With NSF grant, Dionysis Kalogerias works toward reliable wireless autonomous networks

03/29/2023

From drones and smartphones to self-driving cars and the Internet of Things, wireless autonomous networked systems are all around us. They're performing all kinds of often complex and pervasive data-centric manipulations, such as sensing, processing, learning, and decision-making. 

With a $600,000 grant from the National Science Foundation, Dionysis Kalogerias is working toward making these systems more reliable. The more dependent we are on this technology, the assistant professor of electrical engineering says, the more important it is that it’s robust. For instance, he said, your 5G mobile phone – pretty reliable under average conditions - might lose its signal while exiting a building. If you exit buildings frequently, you want to still be able to communicate effectively; your phone should keep working even when operating conditions are less than ideal. 

“The performance of a wireless device can sometimes be excellent, but sometimes bad,” Kalogerias said. “But you would like it to be good enoughmost of the times.”

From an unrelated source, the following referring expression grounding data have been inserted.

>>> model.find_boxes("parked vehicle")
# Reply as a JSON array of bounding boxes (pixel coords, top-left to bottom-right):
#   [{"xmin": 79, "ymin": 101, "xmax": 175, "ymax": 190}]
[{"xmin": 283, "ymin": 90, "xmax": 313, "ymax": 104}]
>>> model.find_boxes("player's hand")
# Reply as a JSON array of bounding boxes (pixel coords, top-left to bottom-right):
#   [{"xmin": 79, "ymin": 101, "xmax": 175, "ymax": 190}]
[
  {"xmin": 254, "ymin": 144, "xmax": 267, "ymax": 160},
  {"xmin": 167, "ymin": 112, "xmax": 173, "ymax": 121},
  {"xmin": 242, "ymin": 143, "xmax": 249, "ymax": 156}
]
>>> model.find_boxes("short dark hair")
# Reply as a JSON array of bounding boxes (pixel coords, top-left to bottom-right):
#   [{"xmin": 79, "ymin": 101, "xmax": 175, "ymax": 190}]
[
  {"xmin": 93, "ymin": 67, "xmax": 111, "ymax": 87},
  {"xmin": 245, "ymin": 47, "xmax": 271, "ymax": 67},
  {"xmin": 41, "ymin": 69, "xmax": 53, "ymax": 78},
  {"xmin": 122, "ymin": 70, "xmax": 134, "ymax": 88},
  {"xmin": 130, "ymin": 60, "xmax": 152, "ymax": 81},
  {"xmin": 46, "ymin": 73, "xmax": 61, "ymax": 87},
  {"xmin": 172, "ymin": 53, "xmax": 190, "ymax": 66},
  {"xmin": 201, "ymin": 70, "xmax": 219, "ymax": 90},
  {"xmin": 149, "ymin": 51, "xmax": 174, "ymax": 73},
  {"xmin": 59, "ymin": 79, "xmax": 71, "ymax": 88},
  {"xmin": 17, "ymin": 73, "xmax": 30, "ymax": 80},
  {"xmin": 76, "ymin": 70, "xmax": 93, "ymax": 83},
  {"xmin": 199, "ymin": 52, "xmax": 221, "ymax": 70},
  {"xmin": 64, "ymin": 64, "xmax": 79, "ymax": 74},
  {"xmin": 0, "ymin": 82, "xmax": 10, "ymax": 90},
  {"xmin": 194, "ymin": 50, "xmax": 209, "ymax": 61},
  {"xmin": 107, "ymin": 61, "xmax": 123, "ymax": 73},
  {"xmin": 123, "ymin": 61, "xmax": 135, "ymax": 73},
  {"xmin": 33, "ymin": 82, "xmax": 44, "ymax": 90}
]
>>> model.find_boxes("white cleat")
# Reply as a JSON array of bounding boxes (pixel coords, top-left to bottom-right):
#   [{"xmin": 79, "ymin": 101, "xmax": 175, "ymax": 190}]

To that end, Kalogerias proposes to develop a risk-aware framework that mitigates the uncertainties inherent to wireless systems, without being too pessimistic. The goal is to design systems that can anticipate bad events and ensure that even when communication channel conditions are bad, users can still communicate effectively, but without significantly hindering performance under nominal conditions. Kalogerias aims for this work to establish a new paradigm in wireless systems resource allocation. 

“I'm trying to bring this systematically to the world of communications or, more generally, wireless systems engineering,” he said. “You try to build systems that are risk-aware, which means that you care about bad events that might happen in the system and you want to be proactive with respect to those bad events, without affecting service quality under the good events too much. Resources have to be allocated proactively, so that you can anticipate bad events and hedge against them effectively. This is somewhat similar to finding good asset allocation strategies for a financial portfolio in an uncertain market.” 

The same principles of the system could be applied to numerous devices, like drones and robotic wireless systems. The project will also be relevant to several areas beyond wireless autonomy — such as finance, economics, energy, and robotics — and may trigger new developments in the intersection of communications, information theory, statistics, and optimization, as well as inspire new tools in risk-aware and constrained learning.